S’il fallait ne retenir qu’une ville pour résumer la vie de Peter Schreier, ce serait à coup sûr Dresde, capitale de cette Saxe jadis riche, fière et orgueilleuse avant d’être –sur le tard- rattachée à la Prusse. Peter Schreier naît à quelques kilomètres de Dresde, à Meiβen, en juillet 1935. A Dresde, même pas âgé de 10 ans, il entre au fameux Kreuzchor en juin 1945, les ruines de la ville encore fumantes. Dans cette institution ancestrale (on en trouve la trace dès 1300), intimement liée à l’histoire de la ville et à celle de la musique sacrée de langue allemande, il débute enfant comme alto avant de poursuivre, une fois sa mue achevée, comme ténor jusqu’en 1954, occupant même les fonctions de « préfet du chœur » (Chorpräfekt). A Dresde, toujours, il fait ses débuts sur scène, en 1957, comme Prisonnier dans Fidelio. Après ses adieux définitif à la scène, en 2005, c’est à Lungkwitz, dans la belle campagne des contreforts orientaux des Erzgebirge, à une quinzaine de kilomètres au sud de Dresde, qu’il choisit de se retirer, à quelques centaines de mètres du charmant village de Maxen, où, en 1849, Robert et Clara Schumann trouvèrent refuge. C’est à Dresde, enfin, que Peter Schreier s’est éteint en ce jour de Noël.
1935 – 2019 : entre ces deux dates, une vie d’homme, mais surtout une vie de chanteur, si l’on considère qu’entre ses débuts au Kreuzchor en 1945, et ses adieux en 2005, Peter Schreier a dédié 60 années de son existence à l’exigeante condition d’artiste.
Trois centres de gravité se détachent de ces six décennies d’activité : le lied, la musique sacrée et l’opéra. Ou encore, pour cibler davantage : Schubert, Bach et Mozart. Autour de ces trois pôles s’est épanouie une des plus durablement fécondes carrières musicales de la seconde moitié du XXème siècle.
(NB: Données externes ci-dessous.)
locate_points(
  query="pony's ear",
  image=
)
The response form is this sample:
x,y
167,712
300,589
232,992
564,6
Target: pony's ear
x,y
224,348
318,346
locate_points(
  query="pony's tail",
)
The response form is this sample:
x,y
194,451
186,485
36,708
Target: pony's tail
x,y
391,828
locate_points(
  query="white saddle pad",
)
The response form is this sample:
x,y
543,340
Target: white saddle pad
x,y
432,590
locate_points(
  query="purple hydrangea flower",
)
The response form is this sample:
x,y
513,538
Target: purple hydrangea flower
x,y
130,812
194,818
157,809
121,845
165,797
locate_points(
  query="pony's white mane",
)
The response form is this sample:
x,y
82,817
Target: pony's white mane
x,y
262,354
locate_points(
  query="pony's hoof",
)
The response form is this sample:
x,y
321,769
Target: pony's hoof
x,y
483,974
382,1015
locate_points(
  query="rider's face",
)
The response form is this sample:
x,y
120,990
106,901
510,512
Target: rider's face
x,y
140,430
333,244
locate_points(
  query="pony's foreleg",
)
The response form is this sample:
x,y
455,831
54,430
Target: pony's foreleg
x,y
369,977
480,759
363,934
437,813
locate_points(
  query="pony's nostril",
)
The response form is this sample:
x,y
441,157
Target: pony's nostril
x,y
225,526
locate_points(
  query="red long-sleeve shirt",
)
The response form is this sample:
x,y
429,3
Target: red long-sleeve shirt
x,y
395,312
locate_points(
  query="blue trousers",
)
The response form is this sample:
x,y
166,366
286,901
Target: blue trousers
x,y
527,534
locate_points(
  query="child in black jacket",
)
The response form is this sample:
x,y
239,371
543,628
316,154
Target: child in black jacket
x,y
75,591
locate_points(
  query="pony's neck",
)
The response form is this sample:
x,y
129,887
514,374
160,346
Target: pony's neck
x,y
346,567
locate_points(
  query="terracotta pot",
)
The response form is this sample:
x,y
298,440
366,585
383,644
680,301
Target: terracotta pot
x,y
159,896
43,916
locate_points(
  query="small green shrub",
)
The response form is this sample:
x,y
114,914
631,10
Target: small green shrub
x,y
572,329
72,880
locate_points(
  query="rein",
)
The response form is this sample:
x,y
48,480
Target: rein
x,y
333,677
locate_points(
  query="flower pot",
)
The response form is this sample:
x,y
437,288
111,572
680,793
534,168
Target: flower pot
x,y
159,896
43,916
Commençons par la scène : on a dit les débuts à Dresde en 1957, rapidement suivis du premier triomphe, en Belmonte, qui lui vaut un engagement en 1959. Repéré à l’occasion d’une tournée par l’Opéra d’Etat de Berlin, il en intègre la troupe en 1963. Le succès appelant le succès, Peter Schreier, très vite repéré pour ses incarnations mozartiennes, est réclamé sur les principales scènes lyriques. On est en pleine guerre froide : le régime de la RDA, non sans pragmatisme, lui autorise alors les sorties si impitoyablement refusées au plus grand nombre, considérant que par sa notoriété grandissante, Peter Schreier peut servir au rayonnement du régime. C’est alors que s’ouvrent à lui les portes des théâtres d’Allemagne de l’ouest (Hambourg, Munich), mais aussi les institutions les plus prestigieuses du monde libre : il fait ainsi ses débuts à Vienne en 1967, au Met de New-York en 1968 (en Tamino), à la Scala de Milan en 1969 (en Idamante).
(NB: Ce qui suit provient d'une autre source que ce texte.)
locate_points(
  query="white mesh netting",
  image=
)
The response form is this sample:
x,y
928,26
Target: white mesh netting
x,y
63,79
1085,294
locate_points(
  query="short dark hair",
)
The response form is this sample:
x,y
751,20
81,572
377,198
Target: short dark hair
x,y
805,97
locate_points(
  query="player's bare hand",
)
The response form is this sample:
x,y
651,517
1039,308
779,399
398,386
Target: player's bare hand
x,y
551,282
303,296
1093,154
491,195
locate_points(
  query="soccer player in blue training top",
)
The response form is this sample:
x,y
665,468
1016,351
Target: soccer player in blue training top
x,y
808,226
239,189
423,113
Au festival de Salzburg, il reste fidèle sans interruption plus de trois décennies, de 1967 à 1998, d’abord comme chanteur, puis comme chef d’orchestre. Là aussi, ce sont d’abord ses incarnations mozartiennes (Tamino, Ferrando, Idamante, Ottavio, Belmonte) qui sont réclamées. C’est en Tamino, qu’en 2000 il choisit, au Staatsoper de Berlin, de faire ses adieux à la scène lyrique. On se souvient l’avoir entendu, dans ce rôle sur cette même scène, l’année d’avant : un exemple de tenue et de probité qu’altérait à peine le poids des ans.
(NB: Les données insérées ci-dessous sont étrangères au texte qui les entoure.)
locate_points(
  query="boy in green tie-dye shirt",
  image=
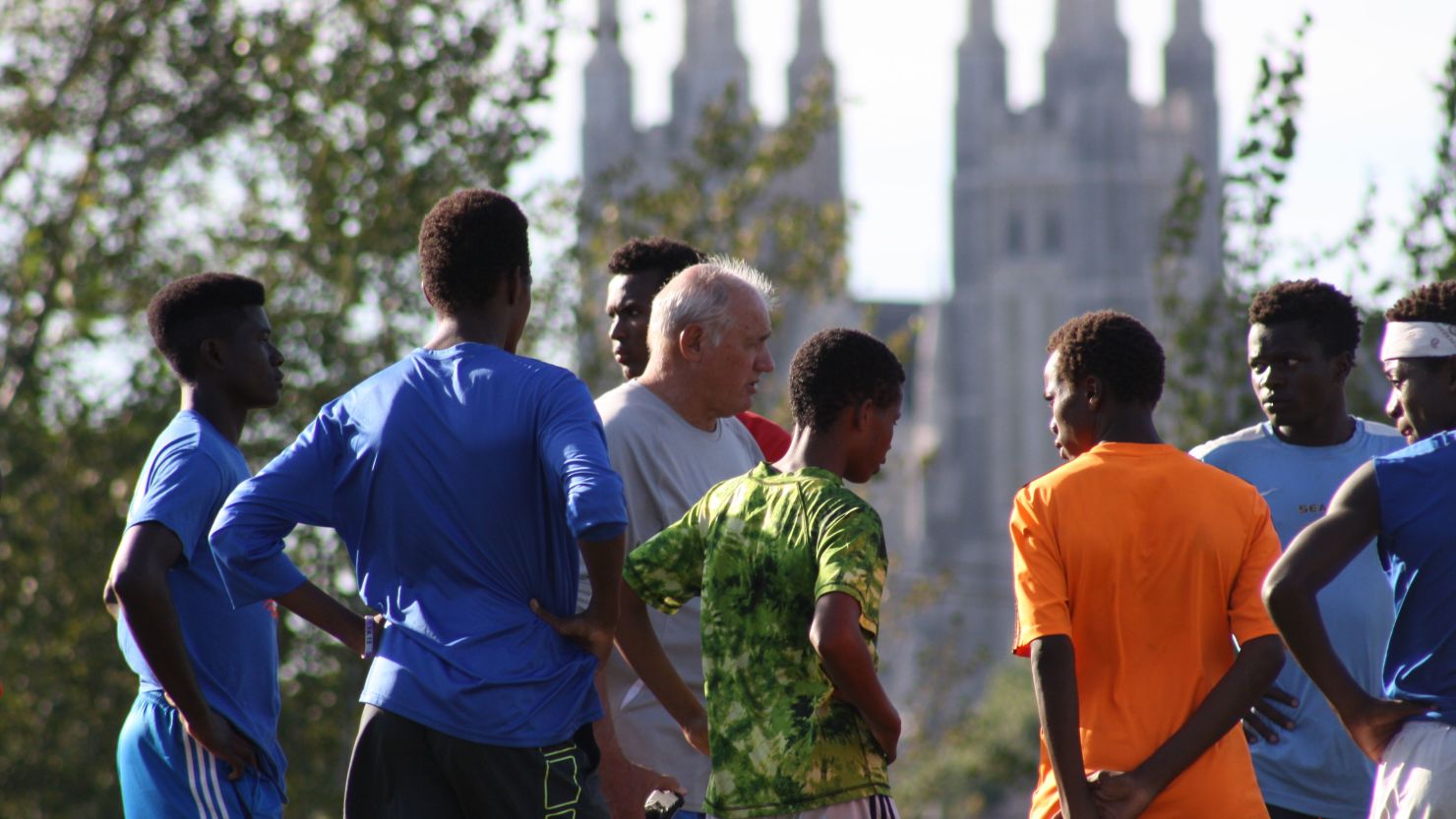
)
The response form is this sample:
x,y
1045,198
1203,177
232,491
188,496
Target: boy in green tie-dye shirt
x,y
791,566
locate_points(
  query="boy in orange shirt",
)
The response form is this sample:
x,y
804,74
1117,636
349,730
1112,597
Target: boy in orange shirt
x,y
1133,566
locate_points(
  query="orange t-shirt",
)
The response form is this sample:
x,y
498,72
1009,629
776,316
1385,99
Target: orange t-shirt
x,y
1149,560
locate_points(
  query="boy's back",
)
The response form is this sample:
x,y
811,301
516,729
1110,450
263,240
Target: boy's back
x,y
455,479
760,551
1147,560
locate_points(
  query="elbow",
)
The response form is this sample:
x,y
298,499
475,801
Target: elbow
x,y
130,582
828,643
1265,658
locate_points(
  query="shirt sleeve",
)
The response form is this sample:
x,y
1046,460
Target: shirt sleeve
x,y
574,448
1248,618
852,558
667,570
296,488
184,491
1043,607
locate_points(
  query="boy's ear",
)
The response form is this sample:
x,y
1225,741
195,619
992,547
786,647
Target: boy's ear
x,y
1094,390
212,354
1344,366
691,342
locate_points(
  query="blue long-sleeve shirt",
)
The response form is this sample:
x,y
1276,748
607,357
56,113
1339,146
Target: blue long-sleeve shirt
x,y
458,482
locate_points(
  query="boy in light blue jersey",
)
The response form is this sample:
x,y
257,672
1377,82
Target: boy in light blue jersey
x,y
1408,500
466,483
1302,342
201,736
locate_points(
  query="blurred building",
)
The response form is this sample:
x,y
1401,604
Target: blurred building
x,y
618,154
1056,211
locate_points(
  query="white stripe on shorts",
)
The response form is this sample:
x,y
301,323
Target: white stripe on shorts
x,y
201,767
879,806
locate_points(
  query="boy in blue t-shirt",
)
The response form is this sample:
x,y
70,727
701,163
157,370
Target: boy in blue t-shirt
x,y
1302,343
1408,500
467,483
209,688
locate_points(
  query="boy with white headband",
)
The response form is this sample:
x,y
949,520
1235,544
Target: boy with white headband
x,y
1408,499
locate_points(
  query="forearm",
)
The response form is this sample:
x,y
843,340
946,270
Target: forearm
x,y
146,603
852,671
1246,679
1055,682
1295,609
640,649
603,561
327,613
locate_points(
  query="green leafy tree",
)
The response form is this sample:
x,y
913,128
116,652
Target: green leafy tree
x,y
143,140
980,763
1207,387
1204,326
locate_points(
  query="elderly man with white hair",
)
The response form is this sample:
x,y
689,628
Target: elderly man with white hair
x,y
672,436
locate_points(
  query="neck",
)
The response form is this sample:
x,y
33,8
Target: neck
x,y
485,326
1327,431
1127,427
810,448
679,393
207,402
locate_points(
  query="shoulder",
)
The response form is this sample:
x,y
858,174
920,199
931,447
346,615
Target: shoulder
x,y
1379,439
737,436
627,403
191,445
1231,444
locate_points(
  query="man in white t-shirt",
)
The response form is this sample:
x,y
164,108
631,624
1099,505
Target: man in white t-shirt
x,y
672,436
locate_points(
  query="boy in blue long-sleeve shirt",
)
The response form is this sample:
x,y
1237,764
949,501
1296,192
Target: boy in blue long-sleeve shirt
x,y
461,480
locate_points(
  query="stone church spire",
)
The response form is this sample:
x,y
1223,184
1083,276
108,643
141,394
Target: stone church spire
x,y
1088,53
1188,55
810,57
980,102
710,63
607,88
819,178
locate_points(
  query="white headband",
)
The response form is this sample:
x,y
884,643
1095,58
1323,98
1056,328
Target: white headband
x,y
1417,339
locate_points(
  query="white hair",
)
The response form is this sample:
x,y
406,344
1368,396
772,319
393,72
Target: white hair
x,y
700,296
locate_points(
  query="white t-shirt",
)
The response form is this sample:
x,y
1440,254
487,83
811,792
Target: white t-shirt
x,y
666,466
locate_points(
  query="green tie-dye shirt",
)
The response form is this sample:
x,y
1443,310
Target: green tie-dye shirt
x,y
761,549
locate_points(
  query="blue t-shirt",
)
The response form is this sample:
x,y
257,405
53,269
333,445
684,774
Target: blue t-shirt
x,y
458,482
1316,768
235,654
1419,549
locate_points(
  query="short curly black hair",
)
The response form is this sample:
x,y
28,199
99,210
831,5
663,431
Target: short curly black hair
x,y
657,255
1329,313
1116,348
194,309
469,243
839,369
1433,302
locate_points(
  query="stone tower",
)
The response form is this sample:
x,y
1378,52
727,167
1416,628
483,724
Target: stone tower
x,y
710,64
1056,211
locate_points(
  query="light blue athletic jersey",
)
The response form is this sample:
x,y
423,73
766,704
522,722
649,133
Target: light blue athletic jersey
x,y
458,482
1316,768
235,654
1419,548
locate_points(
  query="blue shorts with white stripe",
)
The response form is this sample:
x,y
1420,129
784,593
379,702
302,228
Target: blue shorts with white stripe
x,y
164,773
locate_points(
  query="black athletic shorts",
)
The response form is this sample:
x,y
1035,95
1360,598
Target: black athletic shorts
x,y
403,770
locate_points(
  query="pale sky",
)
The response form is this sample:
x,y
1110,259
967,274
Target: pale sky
x,y
1370,106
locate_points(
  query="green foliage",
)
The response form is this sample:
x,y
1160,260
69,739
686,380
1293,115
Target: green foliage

Mais que l’on ne s’y trompe pas : Vienne, Salzbourg, New York, c’était l’exception, rares oasis un tant soit peu mondaines et glamour dans une activité que les circonstances de l’époque cantonnaient de l’autre côté du rideau de fer. Le quotidien lyrique de Peter Schreier, Dresde mis à part, c’était bien davantage Leipzig, Berlin-Est, Budapest, Varsovie, Bucarest, Moscou ou Leningrad. Pour les mêmes raisons, c’est principalement à des labels d’Europe de l’Est (Eterna et Eurodisc, en particulier) que Peter Schreier put confier ses interprétations lyriques, en n’étant pas toujours entouré comme il aurait du l’être, il faut bien l’admettre. Font heureusement exception son Max gravé à Dresde pour DGG sous la baguette de Carlos Kleiber, dans ce qui constitue un des enregistrements de référence du Freischütz, son Titus, son Ferrando, son Ottavio et son Idamante gravés toujours chez DGG pour Karl Böhm, ou encore son Tamino enregistré à Munich pour EMI avec Wolfgang Sawallisch.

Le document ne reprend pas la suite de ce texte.